Disparagement of homosexuality will remain, but is now relegated to the sphere of personal opinion without the endorsement of the state. There will be angry feelings and dire predictions of perdition - but it is a good day when an official stigma is toppled like the statue of a hated dictator and replaced with the open air of civil equality.
One complaint that was often aired by people uncomfortable with The Gay has been that marriage would somehow be diminished or diluted as an institution if people of the same sex were allowed to marry. If anything, I felt the opposite was more true: not that my marriage itself was degraded, but that by enjoying the rights of civil marriage, I was "more equal" than my fellow citizens, that I was enjoying rights that were actually privileges, from which other human beings worthy of love and good will were rudely excluded.
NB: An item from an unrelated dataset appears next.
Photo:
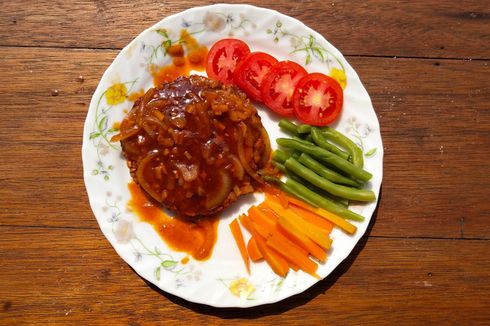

I claim no victimization here, but it is a relief to have that one stain expunged at last.
I remember performing a wedding in Providence, Rhode Island that was attended by friends and teachers, Brian and Stephen. At the reception they played that game where the couples took the dance floor and the DJ called out, "Keep dancing if you've been together 5 years..." and some would clear off and it continued. Ten years. Fifteen years. Twenty years. Guess which couple made it to the final three. (The final three included a couple that had been married for fifty years.) That's right, the couple who could not get married in the state where they lived. The stupidity of it was appalling. I asked Brian if he thought about taking Stephen over to Massachusetts and getting married and with a steely dignity Brian said, "I would like to get married in the state where I have lived and worked almost my entire adult life." I thought of him the day I was married.
The country's judiciary has finally put an end to one grotesque and stupid injustice. One step, but a big one in terms of our maturity as a nation, a step in the direction of a greater union.
Let us rejoice and celebrate, like we would at a wedding. And then we keep going, because we dwell in a garden where there is plenty of injustice to root out so the crops of justice, democracy, and peace can one day flourish.